Legal Update
Nov 21, 2019
New York State Prohibits Discrimination Based on Reproductive Health Decision Making
Seyfarth Synopsis: The New York State Labor Law has been amended to prohibit employment discrimination “based on an employee’s or a dependent’s reproductive health decision making.” The law not only prohibits discrimination and retaliation on this basis, but provides extensive penalties for violations of the law. It also requires that an employer’s handbook include a notice of employees rights and remedies under the law.
On November 8, 2019, Governor Cuomo signed a bill prohibiting employment discrimination “based on an employee’s or a dependent’s reproductive health decision making.” While the New York City Human Rights Law added “sexual and other reproductive health decisions” to the list of protected categories under the New York City Human Rights Law in May of this year (prior guidance located here), the new State law goes further.
Prohibitions Under the Law
The law adds a new Section 203-e to the New York State labor law, which goes into effect immediately. The law provides that “reproductive health decision making” includes, but is not limited to, “the decision to use or access a particular drug, device or medical service.”
Under the law, employers are prohibited from:
- Accessing an employee’s personal information regarding the employee’s or the employee’s dependent’s reproductive health decision making without the employee’s prior informed affirmative written consent;
- Discriminating against or taking any retaliatory personnel action against an employee with respect to “compensation, terms, conditions, or privileges of employment” because of or on the basis of the employee’s or dependent’s reproductive health decision making; or
- Requiring an employee “to sign a waiver or other document” that denies the employee the “right to make their own reproductive health care decisions.”

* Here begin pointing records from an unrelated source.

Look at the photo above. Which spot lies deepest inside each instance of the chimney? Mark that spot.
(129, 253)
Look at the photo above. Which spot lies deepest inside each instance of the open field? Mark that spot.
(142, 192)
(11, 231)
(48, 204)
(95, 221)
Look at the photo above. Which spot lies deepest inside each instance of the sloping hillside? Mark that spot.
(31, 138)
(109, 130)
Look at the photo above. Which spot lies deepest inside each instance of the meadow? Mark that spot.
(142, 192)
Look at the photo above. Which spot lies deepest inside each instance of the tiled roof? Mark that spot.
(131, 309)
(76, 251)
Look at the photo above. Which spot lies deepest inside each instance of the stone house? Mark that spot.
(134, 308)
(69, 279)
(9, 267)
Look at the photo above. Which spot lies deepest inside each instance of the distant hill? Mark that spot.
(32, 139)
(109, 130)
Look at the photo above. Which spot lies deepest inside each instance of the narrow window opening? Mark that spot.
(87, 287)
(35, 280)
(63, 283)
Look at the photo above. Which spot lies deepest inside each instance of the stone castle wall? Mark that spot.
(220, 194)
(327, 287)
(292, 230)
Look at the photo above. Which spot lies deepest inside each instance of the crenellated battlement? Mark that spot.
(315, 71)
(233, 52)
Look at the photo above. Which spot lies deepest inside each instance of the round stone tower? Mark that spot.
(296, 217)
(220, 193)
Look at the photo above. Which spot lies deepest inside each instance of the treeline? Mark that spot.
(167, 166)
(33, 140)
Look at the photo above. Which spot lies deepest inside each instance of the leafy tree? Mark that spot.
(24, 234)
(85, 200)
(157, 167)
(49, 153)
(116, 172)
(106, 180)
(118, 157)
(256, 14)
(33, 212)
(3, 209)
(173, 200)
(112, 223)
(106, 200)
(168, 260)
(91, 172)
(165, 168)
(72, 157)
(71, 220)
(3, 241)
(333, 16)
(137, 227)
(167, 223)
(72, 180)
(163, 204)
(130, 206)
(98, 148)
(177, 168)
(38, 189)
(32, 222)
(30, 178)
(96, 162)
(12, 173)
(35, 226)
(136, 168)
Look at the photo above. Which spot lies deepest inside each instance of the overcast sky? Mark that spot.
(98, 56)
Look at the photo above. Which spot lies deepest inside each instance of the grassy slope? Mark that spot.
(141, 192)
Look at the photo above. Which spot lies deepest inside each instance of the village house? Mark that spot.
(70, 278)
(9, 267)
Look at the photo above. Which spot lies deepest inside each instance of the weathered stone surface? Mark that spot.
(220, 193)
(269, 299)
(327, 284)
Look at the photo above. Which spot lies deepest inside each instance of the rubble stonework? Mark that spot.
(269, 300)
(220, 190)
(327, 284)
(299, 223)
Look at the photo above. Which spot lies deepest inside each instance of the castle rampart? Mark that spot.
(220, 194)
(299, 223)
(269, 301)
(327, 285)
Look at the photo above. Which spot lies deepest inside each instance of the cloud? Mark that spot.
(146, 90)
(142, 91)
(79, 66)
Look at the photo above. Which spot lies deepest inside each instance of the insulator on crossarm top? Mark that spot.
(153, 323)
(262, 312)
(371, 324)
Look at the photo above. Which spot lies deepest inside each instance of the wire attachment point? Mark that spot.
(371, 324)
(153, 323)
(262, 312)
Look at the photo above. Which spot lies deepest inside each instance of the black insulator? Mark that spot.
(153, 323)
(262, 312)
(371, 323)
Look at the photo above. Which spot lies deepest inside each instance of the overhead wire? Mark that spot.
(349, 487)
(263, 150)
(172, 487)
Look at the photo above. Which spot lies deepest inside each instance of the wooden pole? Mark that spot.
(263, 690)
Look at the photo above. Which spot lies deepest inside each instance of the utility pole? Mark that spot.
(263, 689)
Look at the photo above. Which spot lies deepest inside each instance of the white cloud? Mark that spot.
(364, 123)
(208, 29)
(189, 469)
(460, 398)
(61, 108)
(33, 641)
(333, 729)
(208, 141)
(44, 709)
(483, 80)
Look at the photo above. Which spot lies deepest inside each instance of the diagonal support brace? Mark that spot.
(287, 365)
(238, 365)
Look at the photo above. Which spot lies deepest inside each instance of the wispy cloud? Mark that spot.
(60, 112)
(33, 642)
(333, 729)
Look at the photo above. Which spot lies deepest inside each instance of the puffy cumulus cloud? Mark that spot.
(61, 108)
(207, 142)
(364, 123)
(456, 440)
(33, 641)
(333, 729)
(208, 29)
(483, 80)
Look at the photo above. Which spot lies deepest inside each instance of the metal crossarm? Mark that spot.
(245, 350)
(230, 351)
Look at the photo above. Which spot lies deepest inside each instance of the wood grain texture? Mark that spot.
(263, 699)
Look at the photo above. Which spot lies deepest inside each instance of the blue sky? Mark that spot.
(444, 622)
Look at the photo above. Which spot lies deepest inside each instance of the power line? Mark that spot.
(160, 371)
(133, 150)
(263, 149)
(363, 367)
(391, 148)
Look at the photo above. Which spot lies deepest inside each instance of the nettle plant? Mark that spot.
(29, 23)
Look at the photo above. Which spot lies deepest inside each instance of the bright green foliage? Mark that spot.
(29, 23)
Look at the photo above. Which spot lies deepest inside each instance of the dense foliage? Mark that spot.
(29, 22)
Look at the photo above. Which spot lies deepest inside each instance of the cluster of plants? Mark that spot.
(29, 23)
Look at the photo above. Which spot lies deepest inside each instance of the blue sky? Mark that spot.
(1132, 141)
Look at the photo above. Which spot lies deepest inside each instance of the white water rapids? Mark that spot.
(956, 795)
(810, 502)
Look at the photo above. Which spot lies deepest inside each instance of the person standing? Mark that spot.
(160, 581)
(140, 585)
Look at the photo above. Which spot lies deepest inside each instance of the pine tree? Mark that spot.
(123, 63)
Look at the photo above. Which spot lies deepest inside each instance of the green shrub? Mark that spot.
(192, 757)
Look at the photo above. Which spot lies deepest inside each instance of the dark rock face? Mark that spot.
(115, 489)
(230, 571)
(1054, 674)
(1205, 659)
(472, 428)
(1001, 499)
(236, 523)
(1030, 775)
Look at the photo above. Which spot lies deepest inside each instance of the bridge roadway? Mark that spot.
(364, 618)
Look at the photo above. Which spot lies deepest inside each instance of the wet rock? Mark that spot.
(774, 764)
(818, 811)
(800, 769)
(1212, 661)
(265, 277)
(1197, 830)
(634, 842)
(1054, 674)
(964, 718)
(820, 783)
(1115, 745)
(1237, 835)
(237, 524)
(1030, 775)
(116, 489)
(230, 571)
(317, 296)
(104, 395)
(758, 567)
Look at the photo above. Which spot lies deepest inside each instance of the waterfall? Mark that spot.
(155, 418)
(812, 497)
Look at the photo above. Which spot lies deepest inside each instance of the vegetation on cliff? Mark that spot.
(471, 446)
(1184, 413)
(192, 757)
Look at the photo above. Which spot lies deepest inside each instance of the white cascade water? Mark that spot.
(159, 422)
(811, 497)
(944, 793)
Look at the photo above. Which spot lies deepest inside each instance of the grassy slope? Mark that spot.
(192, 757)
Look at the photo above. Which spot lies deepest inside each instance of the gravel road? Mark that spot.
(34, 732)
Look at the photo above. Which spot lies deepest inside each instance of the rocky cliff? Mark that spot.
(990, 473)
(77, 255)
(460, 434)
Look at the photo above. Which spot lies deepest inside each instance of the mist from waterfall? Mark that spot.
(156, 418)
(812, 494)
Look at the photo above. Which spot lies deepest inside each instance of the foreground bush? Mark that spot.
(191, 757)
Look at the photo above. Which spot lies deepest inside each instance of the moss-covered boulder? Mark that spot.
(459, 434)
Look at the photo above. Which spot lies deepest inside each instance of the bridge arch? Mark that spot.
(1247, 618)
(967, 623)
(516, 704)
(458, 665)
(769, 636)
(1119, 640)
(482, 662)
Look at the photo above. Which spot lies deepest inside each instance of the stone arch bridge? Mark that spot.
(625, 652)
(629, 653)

The law also defines “retaliation or a retaliatory personnel action,” which means “discharging, suspending, demoting, or otherwise penalizing an employee for: (a) making or threatening to make, a complaint to an employer, co-worker, or public body, that rights under the section have been violated; (b) causing to be instituted any proceeding under or related to this section; or (c) providing information to, or testifying before, any public body conducting an investigation, hearing, or inquiry into a violation of a law, rule or regulation.”
Private Right of Action
The law allows an employee to bring a civil action against an employer for alleged violations in any court of competent jurisdiction. The law enables the court to award remedies, which include: damages -- including but not limited to, back pay, benefits and reasonable attorneys’ fees and costs, as well as injunctive relief, reinstatement, or liquidated damages equal to one hundred percent of the award for damages unless an employer proves a good faith basis for its belief that its actions were in compliance with the law. It also provides for a separate award of civil penalties against an employer for retaliation.
Handbook Requirement
Interestingly, the law requires employers who have a handbook to include in it a “notice of employee rights and remedies under this section.” While the Department of Labor has not yet issued any guidance as to the requisite notice, given that all employers in New York State are required to have an anti-sexual harassment policy, this effectively means all employers will need to amend their handbooks to comply with the law.
Employer Takeaways
Further guidance by the Department of Labor is expected. In the meantime, employers should ensure that their handbooks and other policies are updated accordingly. Employers may want to consider adding this protected characteristic to any existing training materials as well. As always, Seyfarth Shaw LLP and its attorneys are available to assist employers with ensuring compliance.